Vendredi 11 septembre se tient le procès d’un chasseur, poursuivi pour violence, au tribunal de Draguignan. En 2019, il a agressé une femme parce qu’elle lui demandait d’arrêter de chasser près de sa propriété. Un cas loin d’être isolé : les associations constatent une augmentation de la violence envers les militants et les riverains anti-chasse.

  • Actualisation — Vendredi 9 octobre — Aujourd’hui se déroule le procès du deuxième agresseur de Nathalia Covillault.

  • Article du 11 septembre 2020

« Ça fait un an qu’on est exilés. » D’une voix enrouée, Nathalia Covillault essaie de trouver ses mots pour exprimer sa douleur. Il y a dix mois, cette femme de 38 ans a été agressée par deux chasseurs, chez elle, à Forcalqueiret, dans le Var. Elle habitait sur son terrain depuis plusieurs années, dans une caravane, en compagnie de ses chevaux et de sa chienne, ses chats et ses poules. Le lieu avait été inscrit en tant que « Refuge LPO », pour y interdire la chasse. « J’avais remarqué beaucoup d’espèces d’oiseaux différentes sur mon terrain. Je voulais en faire un petit jardin d’Éden et le protéger au maximum », se souvient-elle.

Le doux rêve de Nathalia a volé en éclats le 15 novembre 2019, lorsqu’elle a demandé à deux hommes qui chassaient près de sa propriété de s’en aller. En quelques minutes, l’altercation a dégénéré. L’un d’eux, furieux que Nathalia les filme (sur un conseil du garde-chasse de Forcalqueiret), s’est rué sur elle, a frappé sa main pour la faire lâcher son téléphone, l’a bousculée puis poussée au sol. « Ils m’ont traité de pute, de salope, raconte Nathalia, la voix teintée de colère. Ils ont menacé de tuer ma chienne et de “revenir fumer mes canassons”. C’est une phrase qui reste dans ma tête encore aujourd’hui. » Une fois les deux hommes partis, Nathalia a déposé plainte. Puis s’est retrouvée seule, terrifiée. « Je m’attendais à des représailles », explique-t-elle.

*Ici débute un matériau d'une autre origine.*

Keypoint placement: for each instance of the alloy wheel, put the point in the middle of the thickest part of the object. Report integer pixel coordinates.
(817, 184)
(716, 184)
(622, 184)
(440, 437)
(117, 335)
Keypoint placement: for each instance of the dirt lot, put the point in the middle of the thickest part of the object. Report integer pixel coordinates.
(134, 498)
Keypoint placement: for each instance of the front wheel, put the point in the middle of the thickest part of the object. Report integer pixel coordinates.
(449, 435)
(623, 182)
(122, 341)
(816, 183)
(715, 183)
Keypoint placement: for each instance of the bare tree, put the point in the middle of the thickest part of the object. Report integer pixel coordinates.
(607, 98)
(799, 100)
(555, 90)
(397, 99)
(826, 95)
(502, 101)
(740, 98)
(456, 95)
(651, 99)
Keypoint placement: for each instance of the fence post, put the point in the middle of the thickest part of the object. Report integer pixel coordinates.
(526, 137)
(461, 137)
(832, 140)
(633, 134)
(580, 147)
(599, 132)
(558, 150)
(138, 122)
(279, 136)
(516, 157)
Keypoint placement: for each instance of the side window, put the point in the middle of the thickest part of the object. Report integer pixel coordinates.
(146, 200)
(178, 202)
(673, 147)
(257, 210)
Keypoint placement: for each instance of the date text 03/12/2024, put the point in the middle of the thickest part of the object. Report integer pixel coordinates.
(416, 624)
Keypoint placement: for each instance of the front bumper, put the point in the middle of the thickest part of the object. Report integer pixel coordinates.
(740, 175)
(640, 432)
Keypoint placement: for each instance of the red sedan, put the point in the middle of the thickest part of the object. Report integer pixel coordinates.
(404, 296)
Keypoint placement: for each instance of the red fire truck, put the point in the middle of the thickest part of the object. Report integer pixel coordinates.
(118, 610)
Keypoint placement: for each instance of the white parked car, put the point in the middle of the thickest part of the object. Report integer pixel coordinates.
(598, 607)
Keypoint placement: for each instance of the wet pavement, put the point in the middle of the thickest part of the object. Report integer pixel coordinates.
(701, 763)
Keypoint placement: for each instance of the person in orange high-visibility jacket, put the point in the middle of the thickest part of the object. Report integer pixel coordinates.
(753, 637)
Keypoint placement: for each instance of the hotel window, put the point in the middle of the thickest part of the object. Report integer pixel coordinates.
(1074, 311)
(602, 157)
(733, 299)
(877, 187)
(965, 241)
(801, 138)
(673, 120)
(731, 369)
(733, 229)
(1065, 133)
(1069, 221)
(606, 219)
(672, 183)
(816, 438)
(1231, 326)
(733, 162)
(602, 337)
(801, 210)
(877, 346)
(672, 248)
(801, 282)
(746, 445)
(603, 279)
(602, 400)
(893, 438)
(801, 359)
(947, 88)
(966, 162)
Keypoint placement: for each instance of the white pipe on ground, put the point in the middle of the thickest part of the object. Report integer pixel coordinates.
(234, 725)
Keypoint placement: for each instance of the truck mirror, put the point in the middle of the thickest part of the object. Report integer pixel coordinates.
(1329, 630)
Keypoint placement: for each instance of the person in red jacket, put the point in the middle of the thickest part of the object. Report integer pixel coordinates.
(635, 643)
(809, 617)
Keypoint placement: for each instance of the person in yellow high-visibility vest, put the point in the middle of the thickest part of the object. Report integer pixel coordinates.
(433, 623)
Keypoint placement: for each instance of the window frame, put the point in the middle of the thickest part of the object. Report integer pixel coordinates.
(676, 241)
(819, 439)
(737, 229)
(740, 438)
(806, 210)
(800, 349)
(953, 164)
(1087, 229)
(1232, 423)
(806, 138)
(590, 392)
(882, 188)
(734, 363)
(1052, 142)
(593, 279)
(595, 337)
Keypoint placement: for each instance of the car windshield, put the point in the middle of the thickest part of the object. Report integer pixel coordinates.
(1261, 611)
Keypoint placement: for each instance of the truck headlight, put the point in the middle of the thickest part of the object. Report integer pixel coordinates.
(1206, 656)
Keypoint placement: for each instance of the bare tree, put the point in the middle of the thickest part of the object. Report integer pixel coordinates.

Trois semaines ont passé, avant qu’une bagarre n’éclate devant un bar de Forcalqueiret, impliquant le compagnon de Nathalia, un des chasseurs et le père de celui-ci. Deux jours plus tard, en pleine nuit, le père s’est introduit, armé, sur le terrain de Nathalia et a forcé la porte de son habitation. Paniquée, la Varoise et son compagnon se sont barricadés et ont attendu les gendarmes. À leur arrivée, une heure plus tard, l’homme avait disparu.

« J’ai peur de retrouver mes chevaux avec trois balles dans la tête »

« À partir de là, le cauchemar a commencé, souffle Nathalia. J’ai fait un gros blackout, je ne me souviens de quasiment rien. J’ai passé la nuit à faire des crises de tétanie. On est allés déposer plainte, mais je ne m’en souviens pas vraiment. De ce qu’on m’a raconté, mes animaux ont été éparpillés, des amis se sont débrouillés pour les accueillir chez eux. En 24 heures, on a déplacé notre habitation mobile, on a enlevé toute notre vie du terrain parce qu’on a senti que si on n’avait pas surpris ce mec armé chez nous... » Nathalia ne finit pas sa phrase. Depuis un an, « 10.000 scénarios » tournent dans sa tête. Et si elle avait été seule chez elle, que se serait-il passé ? Est-ce que l’homme voulait seulement les effrayer ? Ou réellement leur faire du mal ?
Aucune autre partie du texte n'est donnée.